NYT: A "Russian Village" In China Has Vodka, But No Russians
8- 5.01.2026, 22:40
- 9,448
Russian culture in Enhe survived only as a "folkloric caricature".
No one speaks Russian anymore in the Enhe locality established by the Chinese authorities as an "ethnic Russian settlement." This is according to a report by The New York Times, published on January 4.
The journalists who visited Enhe found that there are log huts like in the Russian Federation, signs with the Cyrillic alphabet, "but no Russians," although "thousands" used to live there.
The publication points out that Vladimir Putin is at war against Ukraine because he calls it part of the "Russian world" because they speak Russian, but at the same time in China the Russian Federation has lost "a centuries-old foreign outpost of its language and culture."

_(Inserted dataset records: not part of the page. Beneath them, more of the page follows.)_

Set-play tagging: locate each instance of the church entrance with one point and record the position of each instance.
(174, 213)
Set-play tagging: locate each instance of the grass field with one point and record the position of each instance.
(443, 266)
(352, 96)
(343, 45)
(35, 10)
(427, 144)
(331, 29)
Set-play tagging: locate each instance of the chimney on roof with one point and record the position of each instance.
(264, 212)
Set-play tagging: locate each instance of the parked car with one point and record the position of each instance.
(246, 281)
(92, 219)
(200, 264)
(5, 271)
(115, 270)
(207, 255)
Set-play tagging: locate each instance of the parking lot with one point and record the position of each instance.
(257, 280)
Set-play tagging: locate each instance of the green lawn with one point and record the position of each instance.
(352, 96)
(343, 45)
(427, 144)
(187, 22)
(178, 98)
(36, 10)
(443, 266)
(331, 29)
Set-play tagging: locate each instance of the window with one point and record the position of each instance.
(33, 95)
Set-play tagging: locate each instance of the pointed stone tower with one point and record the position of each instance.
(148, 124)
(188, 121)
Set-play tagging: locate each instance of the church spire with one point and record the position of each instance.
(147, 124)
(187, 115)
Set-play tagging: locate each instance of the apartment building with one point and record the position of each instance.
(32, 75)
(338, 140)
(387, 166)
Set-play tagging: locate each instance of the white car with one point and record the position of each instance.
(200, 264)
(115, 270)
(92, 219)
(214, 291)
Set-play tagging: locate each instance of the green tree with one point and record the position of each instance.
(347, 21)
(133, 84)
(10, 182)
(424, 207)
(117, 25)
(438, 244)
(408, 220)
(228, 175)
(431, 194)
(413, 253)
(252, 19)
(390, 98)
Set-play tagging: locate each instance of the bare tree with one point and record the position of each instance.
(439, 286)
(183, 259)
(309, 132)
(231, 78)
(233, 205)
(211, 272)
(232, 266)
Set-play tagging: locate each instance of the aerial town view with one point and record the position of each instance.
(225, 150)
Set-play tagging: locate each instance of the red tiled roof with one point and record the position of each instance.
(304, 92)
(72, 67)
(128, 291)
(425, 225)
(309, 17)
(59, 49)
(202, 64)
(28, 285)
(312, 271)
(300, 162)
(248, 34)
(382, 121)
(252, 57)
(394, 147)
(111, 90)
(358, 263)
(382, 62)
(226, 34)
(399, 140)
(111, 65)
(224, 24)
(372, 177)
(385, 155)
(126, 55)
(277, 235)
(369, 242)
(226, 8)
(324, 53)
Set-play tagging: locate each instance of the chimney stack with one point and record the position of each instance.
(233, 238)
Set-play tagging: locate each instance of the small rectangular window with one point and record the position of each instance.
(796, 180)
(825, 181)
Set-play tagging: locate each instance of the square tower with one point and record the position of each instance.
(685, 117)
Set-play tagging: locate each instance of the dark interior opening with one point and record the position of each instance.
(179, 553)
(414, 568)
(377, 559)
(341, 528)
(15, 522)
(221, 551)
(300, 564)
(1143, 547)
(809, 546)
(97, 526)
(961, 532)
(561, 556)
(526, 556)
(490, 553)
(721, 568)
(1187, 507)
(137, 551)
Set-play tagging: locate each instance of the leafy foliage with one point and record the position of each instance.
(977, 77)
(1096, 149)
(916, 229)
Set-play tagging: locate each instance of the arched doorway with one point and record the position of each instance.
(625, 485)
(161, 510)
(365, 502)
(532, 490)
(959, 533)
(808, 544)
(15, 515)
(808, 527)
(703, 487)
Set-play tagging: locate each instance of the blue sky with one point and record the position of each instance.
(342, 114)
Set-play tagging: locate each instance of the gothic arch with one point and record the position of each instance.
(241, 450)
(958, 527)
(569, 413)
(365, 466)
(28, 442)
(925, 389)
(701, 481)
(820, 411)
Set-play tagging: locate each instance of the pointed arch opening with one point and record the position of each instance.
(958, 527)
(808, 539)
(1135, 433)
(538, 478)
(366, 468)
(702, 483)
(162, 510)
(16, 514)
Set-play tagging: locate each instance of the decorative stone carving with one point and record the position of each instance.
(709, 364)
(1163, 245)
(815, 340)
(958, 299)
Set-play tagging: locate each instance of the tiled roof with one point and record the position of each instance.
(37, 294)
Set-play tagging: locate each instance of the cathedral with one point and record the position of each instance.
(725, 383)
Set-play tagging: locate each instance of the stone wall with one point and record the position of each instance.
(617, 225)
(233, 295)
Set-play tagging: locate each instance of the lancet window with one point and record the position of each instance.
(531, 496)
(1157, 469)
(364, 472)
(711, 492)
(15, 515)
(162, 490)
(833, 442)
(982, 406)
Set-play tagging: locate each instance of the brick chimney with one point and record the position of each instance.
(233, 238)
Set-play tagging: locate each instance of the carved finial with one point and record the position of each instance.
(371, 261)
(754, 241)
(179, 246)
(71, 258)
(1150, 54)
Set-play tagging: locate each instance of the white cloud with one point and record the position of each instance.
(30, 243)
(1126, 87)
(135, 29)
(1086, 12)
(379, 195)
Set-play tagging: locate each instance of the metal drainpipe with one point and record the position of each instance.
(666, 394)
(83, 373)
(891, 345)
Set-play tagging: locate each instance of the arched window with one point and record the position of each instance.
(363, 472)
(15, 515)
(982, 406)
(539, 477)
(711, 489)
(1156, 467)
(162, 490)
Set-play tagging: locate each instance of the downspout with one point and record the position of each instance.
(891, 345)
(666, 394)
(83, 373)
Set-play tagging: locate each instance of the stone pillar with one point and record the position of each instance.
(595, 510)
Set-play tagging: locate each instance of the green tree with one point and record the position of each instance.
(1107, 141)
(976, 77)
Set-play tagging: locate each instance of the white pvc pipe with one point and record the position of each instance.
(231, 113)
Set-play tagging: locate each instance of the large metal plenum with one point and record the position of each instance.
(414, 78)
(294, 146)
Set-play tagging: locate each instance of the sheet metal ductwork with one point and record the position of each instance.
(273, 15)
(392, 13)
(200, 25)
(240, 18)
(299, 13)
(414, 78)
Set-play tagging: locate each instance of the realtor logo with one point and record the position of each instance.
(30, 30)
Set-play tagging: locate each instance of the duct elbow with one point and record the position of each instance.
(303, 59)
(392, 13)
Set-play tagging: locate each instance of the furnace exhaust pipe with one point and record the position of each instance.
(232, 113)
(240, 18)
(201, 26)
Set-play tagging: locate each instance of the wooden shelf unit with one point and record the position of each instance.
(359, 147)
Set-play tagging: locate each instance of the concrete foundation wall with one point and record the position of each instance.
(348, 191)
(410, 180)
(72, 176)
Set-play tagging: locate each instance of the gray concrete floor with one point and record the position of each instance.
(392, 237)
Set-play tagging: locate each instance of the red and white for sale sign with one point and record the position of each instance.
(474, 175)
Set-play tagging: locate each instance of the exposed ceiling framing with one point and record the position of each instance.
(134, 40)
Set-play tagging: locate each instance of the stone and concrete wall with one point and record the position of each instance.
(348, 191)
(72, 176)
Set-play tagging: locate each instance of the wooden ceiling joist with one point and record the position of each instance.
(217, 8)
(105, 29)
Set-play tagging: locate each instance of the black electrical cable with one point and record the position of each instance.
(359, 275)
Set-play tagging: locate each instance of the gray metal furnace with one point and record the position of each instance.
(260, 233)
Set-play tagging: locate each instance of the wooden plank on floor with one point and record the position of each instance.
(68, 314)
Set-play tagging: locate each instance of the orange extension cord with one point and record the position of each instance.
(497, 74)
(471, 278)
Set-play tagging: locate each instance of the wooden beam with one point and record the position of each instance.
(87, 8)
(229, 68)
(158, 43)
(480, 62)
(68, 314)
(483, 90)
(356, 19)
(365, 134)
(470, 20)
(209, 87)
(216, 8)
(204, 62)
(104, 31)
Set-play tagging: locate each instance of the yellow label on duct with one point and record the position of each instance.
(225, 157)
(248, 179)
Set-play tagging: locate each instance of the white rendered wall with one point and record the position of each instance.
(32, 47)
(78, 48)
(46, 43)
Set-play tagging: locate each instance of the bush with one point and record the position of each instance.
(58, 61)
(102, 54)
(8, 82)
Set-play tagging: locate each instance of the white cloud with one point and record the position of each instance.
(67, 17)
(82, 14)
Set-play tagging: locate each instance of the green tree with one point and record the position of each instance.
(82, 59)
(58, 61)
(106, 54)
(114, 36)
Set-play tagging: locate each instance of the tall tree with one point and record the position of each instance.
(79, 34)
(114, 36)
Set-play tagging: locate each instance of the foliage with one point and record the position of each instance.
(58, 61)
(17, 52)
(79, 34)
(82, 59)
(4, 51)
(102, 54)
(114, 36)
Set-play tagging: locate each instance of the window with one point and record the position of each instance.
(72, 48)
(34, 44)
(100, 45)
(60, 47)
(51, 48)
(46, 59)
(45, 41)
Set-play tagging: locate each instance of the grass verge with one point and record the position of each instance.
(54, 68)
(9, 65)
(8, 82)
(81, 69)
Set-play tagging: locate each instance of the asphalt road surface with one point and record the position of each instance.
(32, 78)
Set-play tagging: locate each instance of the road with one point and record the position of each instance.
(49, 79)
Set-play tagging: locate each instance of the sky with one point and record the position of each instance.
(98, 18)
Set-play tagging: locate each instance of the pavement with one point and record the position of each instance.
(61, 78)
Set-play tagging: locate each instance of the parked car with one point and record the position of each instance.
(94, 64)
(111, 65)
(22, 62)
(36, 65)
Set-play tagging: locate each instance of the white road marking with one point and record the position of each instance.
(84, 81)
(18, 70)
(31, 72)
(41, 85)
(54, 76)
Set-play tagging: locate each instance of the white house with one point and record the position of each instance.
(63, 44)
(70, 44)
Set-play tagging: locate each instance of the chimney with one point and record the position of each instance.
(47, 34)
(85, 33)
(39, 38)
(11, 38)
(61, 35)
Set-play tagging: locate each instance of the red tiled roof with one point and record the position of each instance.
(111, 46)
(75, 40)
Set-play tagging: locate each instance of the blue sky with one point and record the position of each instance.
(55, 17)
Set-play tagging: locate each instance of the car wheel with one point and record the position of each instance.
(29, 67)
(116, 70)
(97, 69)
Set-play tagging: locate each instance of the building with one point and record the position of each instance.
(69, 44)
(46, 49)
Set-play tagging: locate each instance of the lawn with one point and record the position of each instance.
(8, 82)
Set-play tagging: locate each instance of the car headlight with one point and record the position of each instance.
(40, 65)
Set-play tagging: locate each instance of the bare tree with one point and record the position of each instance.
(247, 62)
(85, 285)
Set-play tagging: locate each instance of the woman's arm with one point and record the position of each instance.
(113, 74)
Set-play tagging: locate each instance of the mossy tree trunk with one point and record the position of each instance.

In Enhe, according to the NYT's contributor, there is "little left of Russia except nostalgia and decorations for tourists." But there are still birch trees, thick snow, Siberian-style log cabins, the Cyrillic alphabet and vodka, the publication says.
"Ethnic Russians" who used to live here have lost touch with their homeland as a result of generations of mixed marriages with Chinese, Mongolians and other locals.
The head of the village, Li Peng, a distant descendant of the Russians, admitted that in a few years the locals will be like the rest of the Chinese. He "understands only a few words of Russian" and speaks Chinese at home, and celebrates Orthodox Easter "only as a cultural holiday," far from religion.
Media writes that 40 percent of Enhe's population of 2,895 people are considered ethnic Russians. But few of these "Russians" speak any language other than Chinese.
Russian culture in Enhe survives mainly in the form of "folkloric caricatures designed to attract Chinese tourists." In the local museum, it is represented by samovars, matryoshkas, plaques honoring Soviet dictator Joseph Stalin, a wooden sauna, and wax figures of Russians in old traditional clothing.
A local shepherd asked by a NYT reporter about Putin does not know that he is the illegitimate president of the Russian Federation and has only "heard of someone with that name in the media."
Also, in Enhe, they no longer teach Russian in elementary school. Media recalls that Putin was outraged about this when he spoke about a similar situation in the Baltic States and Ukraine.
The Orthodox church in Enhe has also disappeared, and the cross on top of the golden dome on the closed wooden building in the center of the village has been torn down. Journalists write that local officials deny it was ever there, but "the cross is clearly visible in old photos."